When someone asks ChatGPT "What's a good Italian restaurant in Denver?", the model draws on:

  • Its training data (historical, frozen in time)
  • Real-time retrieval (web browsing, RAG systems)
  • Structured data it can parse
  • LLM optimization is about influencing all three—particularly #2 and #3, which you can control.

    Why LLM Optimization is Different

    SEO is about rankings: You compete for position in a list. LLM optimization is about knowledge: You ensure AI has correct facts about you.

    The difference matters because LLMs don't show lists. They give answers. If an LLM "knows" wrong information about your business, users get confidently stated misinformation—and they trust it.


    How LLMs Find Business Information

    Understanding the mechanics helps you optimize effectively.

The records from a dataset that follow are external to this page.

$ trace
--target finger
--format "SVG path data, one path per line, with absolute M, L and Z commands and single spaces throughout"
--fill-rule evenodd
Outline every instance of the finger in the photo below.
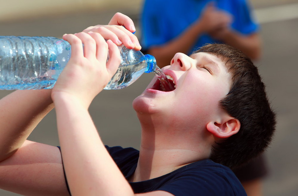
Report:
M 116 72 L 121 62 L 120 53 L 116 45 L 110 40 L 106 41 L 109 46 L 109 55 L 110 58 L 106 63 L 106 69 L 110 75 L 112 76 Z
M 120 12 L 117 12 L 114 15 L 108 24 L 124 26 L 125 29 L 131 33 L 136 31 L 133 20 L 127 16 Z
M 84 56 L 83 45 L 82 41 L 79 38 L 73 34 L 64 34 L 62 38 L 68 42 L 71 46 L 71 58 Z
M 99 33 L 89 32 L 88 33 L 94 39 L 96 43 L 96 58 L 99 61 L 105 63 L 108 57 L 108 44 L 103 37 Z
M 100 33 L 106 40 L 111 39 L 117 46 L 122 43 L 126 47 L 137 50 L 141 47 L 135 35 L 122 26 L 119 25 L 97 25 L 87 28 L 87 30 Z
M 84 44 L 84 56 L 88 59 L 95 57 L 96 43 L 94 39 L 90 35 L 85 33 L 79 33 L 74 35 L 82 40 Z

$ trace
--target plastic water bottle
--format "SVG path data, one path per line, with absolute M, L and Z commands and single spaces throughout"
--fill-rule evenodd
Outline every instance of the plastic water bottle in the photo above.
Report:
M 123 45 L 119 47 L 121 62 L 104 89 L 123 88 L 158 67 L 153 56 Z M 70 49 L 68 42 L 56 38 L 0 36 L 0 89 L 52 88 Z

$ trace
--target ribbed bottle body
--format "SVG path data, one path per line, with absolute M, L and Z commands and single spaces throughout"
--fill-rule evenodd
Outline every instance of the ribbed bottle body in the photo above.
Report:
M 55 38 L 0 36 L 0 89 L 52 88 L 70 49 Z
M 156 65 L 152 56 L 123 45 L 119 48 L 121 63 L 105 89 L 126 87 Z M 52 88 L 71 50 L 68 42 L 55 38 L 0 36 L 0 90 Z

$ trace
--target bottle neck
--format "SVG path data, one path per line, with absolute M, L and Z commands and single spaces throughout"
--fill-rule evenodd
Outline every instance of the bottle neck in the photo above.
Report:
M 156 60 L 155 58 L 150 55 L 145 55 L 145 60 L 147 62 L 147 69 L 145 71 L 146 73 L 150 73 L 155 70 L 156 67 Z

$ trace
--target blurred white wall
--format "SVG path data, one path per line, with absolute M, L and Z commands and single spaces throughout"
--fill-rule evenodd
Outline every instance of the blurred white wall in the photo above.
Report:
M 138 11 L 142 0 L 0 0 L 0 21 L 119 7 Z

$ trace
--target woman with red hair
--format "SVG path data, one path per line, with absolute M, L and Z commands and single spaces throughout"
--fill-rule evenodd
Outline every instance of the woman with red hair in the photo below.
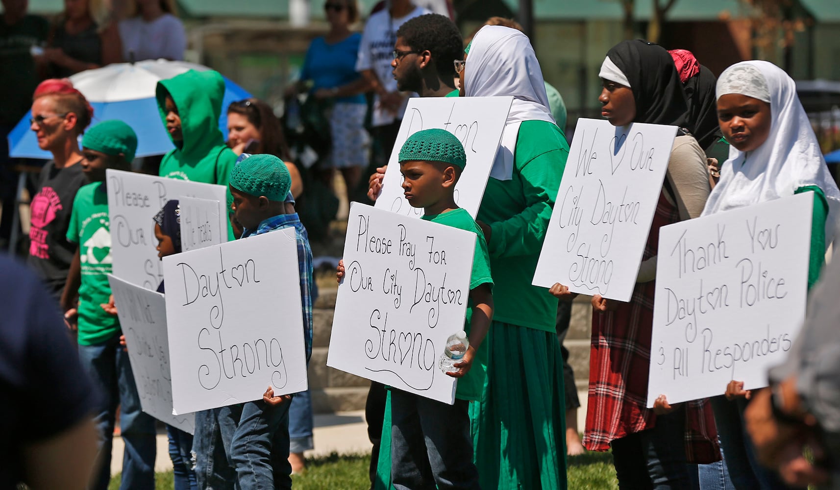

    Source 1: Training Data

    Large Language Models like GPT-4, Claude, and Llama are trained on massive datasets scraped from the internet. This includes:

  • Wikipedia and Wikidata
  • Business review sites
  • News articles
  • Your website (if crawled)
  • Public databases
  • Social media
  • The problem: Training data has a cutoff date. GPT-4's training ended at a specific point. If you changed your hours, moved locations, or updated your menu after that date, the model doesn't know. What you can do:
  • Ensure your most important information existed online before cutoff dates
  • Maintain presence on authoritative sources (Wikipedia, industry directories)
  • Keep historical web pages accurate (old info lingers in training data)
  • Source 2: Real-Time Retrieval (RAG)

    Modern AI systems use Retrieval-Augmented Generation (RAG) to access current information. When you ask Perplexity a question, it:

  • Interprets your query
  • Searches the web in real-time
  • Retrieves relevant pages
  • Synthesizes an answer
  • ChatGPT with browsing, Google AI, and Claude with web access use similar approaches.

    What you can do:
  • Ensure your website is crawlable
  • Structure content so AI can parse it
  • Keep information current across all platforms
  • Make your site the authoritative source
  • Source 3: Structured Data

    LLMs can read and understand structured formats better than unstructured text. This includes:

  • Schema.org JSON-LD markup
  • APIs with documented endpoints
  • SiteContext Protocol files
  • Knowledge graph entries
  • What you can do:
  • Implement comprehensive schema markup
  • Create a SiteContext.json file
  • Maintain your Google Business Profile
  • Update your Wikidata entry (if eligible)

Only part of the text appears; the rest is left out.